Rather than name-calling, Premier Wynne should take responsibility for her government’s minimum wage policy
Ontario Premier Kathleen Wynne recently accused Tim Hortons franchise owners of being bullies for reducing employee benefits in response to the province’s sharp minimum wage hike. This sentiment is echoed by others who have called for a boycott of the restaurant.
But instead of calling Ontario employers names, Premier Wynne should accept responsibility for this unintended-yet-predictable consequence of her government’s policy to raise the minimum wage by 21 per cent on January 1, from $11.60 to $14.
After all, this is not an isolated incident. Other businesses are also cutting benefits and recent media reports have shown multiple other ways businesses are responding including reducing staff, cutting hours, raising prices and increasing automation.
The reason is straightforward. When the cost for low-skilled labour artificially increases (in this case, by government mandate), without a commensurate increase in worker productivity, businesses will inevitably respond by finding ways to reduce labour costs or pass costs on to customers. In other words, when the price of something rises with no quality improvement, people tend to buy less of it. This is true for business owners and their expenses, just like consumers of goods and services.
Indignation on the part of the premier runs a little thin given that her government knew businesses were likely to reduce benefits in response a minimum wage increase. Or at least the government ought to have known since it was explicitly mentioned by their 2014 advisory panel on the minimum wage.
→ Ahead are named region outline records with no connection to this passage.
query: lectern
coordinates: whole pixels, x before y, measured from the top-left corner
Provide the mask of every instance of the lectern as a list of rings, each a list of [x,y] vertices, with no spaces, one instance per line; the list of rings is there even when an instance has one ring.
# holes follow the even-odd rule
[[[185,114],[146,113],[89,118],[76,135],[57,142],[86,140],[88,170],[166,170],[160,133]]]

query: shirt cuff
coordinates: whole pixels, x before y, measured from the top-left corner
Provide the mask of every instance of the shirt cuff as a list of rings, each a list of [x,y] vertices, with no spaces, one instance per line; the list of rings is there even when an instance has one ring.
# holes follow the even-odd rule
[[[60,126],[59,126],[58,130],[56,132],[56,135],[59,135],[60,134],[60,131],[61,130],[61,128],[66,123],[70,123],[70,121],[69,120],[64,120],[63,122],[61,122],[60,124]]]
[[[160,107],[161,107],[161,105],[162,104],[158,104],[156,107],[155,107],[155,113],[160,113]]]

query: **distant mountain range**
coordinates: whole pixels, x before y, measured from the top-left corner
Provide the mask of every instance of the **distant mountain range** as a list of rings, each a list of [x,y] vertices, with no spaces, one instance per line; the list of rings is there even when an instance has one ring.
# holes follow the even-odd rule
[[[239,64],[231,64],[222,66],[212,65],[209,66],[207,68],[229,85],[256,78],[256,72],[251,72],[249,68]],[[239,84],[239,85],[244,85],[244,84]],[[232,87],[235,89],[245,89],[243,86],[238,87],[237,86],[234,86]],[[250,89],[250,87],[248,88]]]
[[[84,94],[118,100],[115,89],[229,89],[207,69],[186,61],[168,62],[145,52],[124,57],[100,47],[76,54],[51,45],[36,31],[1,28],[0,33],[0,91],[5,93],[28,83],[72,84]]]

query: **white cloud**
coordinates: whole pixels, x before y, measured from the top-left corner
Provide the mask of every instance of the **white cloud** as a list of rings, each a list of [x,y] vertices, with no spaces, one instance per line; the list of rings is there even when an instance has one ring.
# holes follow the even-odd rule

When discussing the likely outcomes of a minimum wage hike, that panel, which included business and labour representatives noted: “[Employers] could reduce non-wage labour costs such as fringe benefits or hours worked or expenditures on on-the-job training and development opportunities for minimum wage workers.”
In other words, the advisory panel warned the Wynne government that businesses would do exactly what they have done: cut benefits to pay for the government-mandated wage increases.
The panel also warned of job losses among young and low-skilled workers: “In the Canadian context, researchers have generally found an adverse employment effect of raising minimum wages especially for young workers… Typically those studies find that teen employment would drop by 3-6 per cent if the minimum wage is raised by 10 per cent.”
Indeed, this is a recurring finding in multiple research studies that have examined the employment effects of past minimum wage hikes in Canada.
Premier Wynne also said that if employers “want to pick a fight, pick that fight with me not the people who are working at the service window of the stores.” While it isn’t clear that the business owners are picking a fight with anyone, Premier Wynne’s government should be held accountable for the unintended-yet-predictable consequences of its policy.